SÃO PAULO (Reuters) - O mal-estar francês diante da ocupação alemã durante a 2a Guerra rendeu filmes memoráveis -- caso de "Lacombe Lucien" (1974) e "Adeus, Meninos" (1987), ambos de Louis Malle e indicados ao Oscar de filme estrangeiro.

"Um Segredo em Família", de Claude Miller ("A Pequena Lili"), adota uma perspectiva menos política e mais intimista, que não esconde as divisões dentro da própria comunidade judaica francesa -- e, assim, ganha mais força por essa honestidade. O filme estreia esta sexta-feira em São Paulo.

O enredo adapta o livro autobiográfico de Philippe Grimbert -- que faz uma ponta, como um passante, numa cena de rua. Ele se transfigura em François Grimbert (quando adulto, interpretado por Mathieu Amalric, de "O Escafandro e a Borboleta").

A história se desdobra em vários tempos, entre 1935 e 1985, com uma curiosa opção de fotografia em preto-e-branco para o período mais recente e colorido para os momentos do passado, revisitado em flashbacks. Uma escolha que acompanha a mudança de perspectiva diante da vida do pai de François, Maxime (Patrick Bruel, de "A Comédia do Poder").

Maxime está velho e acaba de perder o cão num acidente -- pelo qual ele se julga culpado.

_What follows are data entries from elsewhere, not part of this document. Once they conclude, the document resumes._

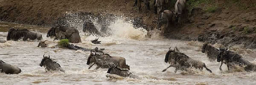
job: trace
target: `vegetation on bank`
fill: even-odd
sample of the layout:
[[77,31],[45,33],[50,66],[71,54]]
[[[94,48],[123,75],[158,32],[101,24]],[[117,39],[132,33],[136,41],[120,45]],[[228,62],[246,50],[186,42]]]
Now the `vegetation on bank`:
[[58,45],[62,47],[66,47],[69,45],[68,39],[62,39],[58,42]]

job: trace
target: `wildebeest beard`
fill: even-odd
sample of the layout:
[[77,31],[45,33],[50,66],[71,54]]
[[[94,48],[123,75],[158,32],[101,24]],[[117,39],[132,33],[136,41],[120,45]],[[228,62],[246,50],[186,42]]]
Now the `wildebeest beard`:
[[23,40],[26,40],[28,39],[31,40],[41,40],[42,38],[42,35],[40,34],[29,31],[27,29],[20,30],[12,28],[8,31],[6,40],[16,41],[22,38],[23,38]]

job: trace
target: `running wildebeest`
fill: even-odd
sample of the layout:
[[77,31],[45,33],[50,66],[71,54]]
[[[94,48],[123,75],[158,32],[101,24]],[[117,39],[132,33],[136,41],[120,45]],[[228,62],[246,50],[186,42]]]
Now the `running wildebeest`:
[[174,14],[177,18],[178,23],[180,23],[181,14],[184,13],[186,9],[186,2],[187,0],[177,0],[175,6]]
[[139,11],[140,10],[140,7],[141,7],[140,6],[141,2],[143,2],[143,3],[144,3],[145,5],[145,13],[146,13],[147,10],[150,10],[149,0],[135,0],[134,6],[136,6],[137,5],[137,3],[138,3],[138,8]]
[[90,21],[84,21],[83,24],[83,31],[85,33],[86,36],[97,35],[103,37],[102,33],[98,30],[93,23]]
[[67,39],[71,43],[81,42],[79,32],[74,27],[67,27],[57,25],[52,27],[47,34],[47,37],[55,37],[55,40]]
[[87,60],[87,65],[91,65],[88,69],[90,69],[93,65],[96,64],[97,67],[95,70],[99,68],[109,68],[114,65],[116,65],[121,68],[127,68],[125,59],[119,57],[112,57],[108,54],[104,53],[92,52],[90,54]]
[[207,42],[203,45],[201,52],[207,54],[207,58],[211,62],[215,61],[219,54],[219,50],[209,45]]
[[17,41],[21,38],[25,41],[28,39],[30,40],[41,40],[42,35],[33,31],[29,31],[27,29],[15,29],[14,28],[10,28],[8,31],[6,40],[13,40]]
[[154,4],[155,6],[154,11],[157,14],[167,9],[167,3],[169,0],[154,0]]
[[170,47],[169,51],[166,55],[164,62],[166,63],[169,62],[170,65],[163,70],[163,72],[166,71],[170,67],[173,67],[175,68],[175,73],[177,70],[186,71],[188,71],[188,68],[195,68],[200,71],[204,68],[207,71],[212,73],[212,71],[206,67],[204,63],[191,59],[184,53],[180,52],[176,47],[173,50],[171,50]]
[[[128,69],[127,68],[120,68],[119,66],[112,66],[112,67],[108,68],[107,73],[110,74],[114,74],[118,76],[125,77],[129,77],[134,79],[140,79],[140,78],[137,76],[133,75],[131,72],[129,71]],[[111,76],[110,75],[106,75],[107,77],[110,77],[111,78]]]
[[[160,14],[157,20],[157,24],[161,28],[161,30],[165,31],[164,29],[169,28],[170,24],[175,20],[175,17],[171,11],[164,10]],[[163,25],[166,24],[166,25]]]
[[17,67],[6,63],[0,60],[0,71],[6,74],[18,74],[21,70]]
[[250,62],[247,60],[243,58],[242,56],[233,51],[227,51],[227,47],[226,48],[220,47],[220,52],[217,57],[217,61],[221,62],[219,69],[222,71],[221,66],[223,63],[227,65],[228,71],[229,67],[233,65],[237,65],[241,67],[244,67],[244,70],[247,71],[256,71],[256,65]]
[[45,48],[48,46],[48,44],[45,43],[45,41],[47,41],[48,40],[46,40],[44,41],[40,41],[38,45],[38,47],[41,46],[42,48]]
[[52,59],[50,58],[50,55],[49,57],[44,57],[44,54],[43,56],[43,59],[39,65],[41,67],[45,67],[45,71],[60,71],[65,72],[65,70],[61,67],[61,65],[57,62],[54,61]]
[[6,41],[4,40],[0,40],[0,43],[4,43],[4,42],[6,42]]
[[93,44],[100,44],[100,42],[101,41],[98,41],[98,40],[99,39],[99,37],[98,37],[98,39],[97,39],[97,38],[95,38],[95,40],[92,41],[91,42],[92,43],[93,43]]

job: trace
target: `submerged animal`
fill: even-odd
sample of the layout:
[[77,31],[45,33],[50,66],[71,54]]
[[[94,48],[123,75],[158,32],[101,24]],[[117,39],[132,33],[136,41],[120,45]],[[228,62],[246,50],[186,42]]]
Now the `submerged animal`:
[[21,72],[21,70],[0,60],[0,71],[6,74],[18,74]]
[[91,42],[92,43],[93,43],[93,44],[100,44],[100,42],[101,41],[98,41],[98,39],[99,39],[99,37],[98,38],[98,39],[97,39],[97,38],[95,38],[95,40],[93,40]]
[[41,46],[42,48],[45,48],[48,46],[48,44],[45,43],[45,42],[47,41],[48,40],[46,40],[44,41],[40,41],[38,45],[38,47]]
[[98,30],[94,24],[90,21],[85,21],[84,23],[83,31],[87,36],[93,35],[103,37],[102,33]]
[[221,66],[223,63],[227,65],[228,71],[230,66],[238,65],[244,68],[244,70],[247,71],[256,71],[256,65],[248,60],[244,59],[242,56],[233,51],[227,51],[227,47],[226,48],[220,47],[220,52],[217,57],[217,61],[221,62],[219,69],[222,71]]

O episódio, aparentemente simples, embora triste, causa-lhe um choque e Maxime desaparece pela cidade. O filho é chamado para encontrá-lo.

À procura do pai, François relembra sua infância, quando fantasiava a existência de um irmão, que só ele via. Menino frágil fisicamente, o François de 7 anos (Valentin Vigourt) sentia a frustração por seu precário desempenho atlético nos olhos do pai, praticante assíduo da ginástica, assim como a mãe, Tania (Cécile de France, de "Um Lugar na Plateia"), nadadora exímia. No irmão-fantasma, François enxergava não só um atleta perfeito, como um opressor que o sufocava com suas fortes mãos, em seus pesadelos noturnos.

O encontro de um brinquedo escondido em sua casa provoca reações estranhas nos pais, que François só conseguirá esclarecer anos mais tarde. Agora adolescente (interpretado por Quentin Dubuis), o rapaz obtém uma nova versão sobre o passado familiar de sua vizinha, Louise (Julie Depardieu,de "A Culpa é do Fidel"). Através dela, fica sabendo que o casamento de seus pais esconde uma história incômoda, atravessada pela perseguição nazista aos judeus, como a família Grimbert, seus vizinhos, pais e amigos.

Nascida entre a fuga de Paris e a procura de um refúgio no campo, a paixão de Tania e Maxime teve um componente proibido que, aos poucos, François desvenda com a ajuda de Louise - testemunha ocular de um fato intrigante e doloroso envolvendo a primeira mulher de seu pai (Ludivine Sagnier, de "Uma Garota Dividida em Dois").

Desvendando aos poucos esta crônica familiar entrecortada de perdas e renascimentos, o diretor Claude Miller permite ao espectador experimentar vários sentimentos, sem perder de vista o quadro geral, político, da discriminação aos judeus naquele período. Por isso, o filme cresce e se torna envolvente.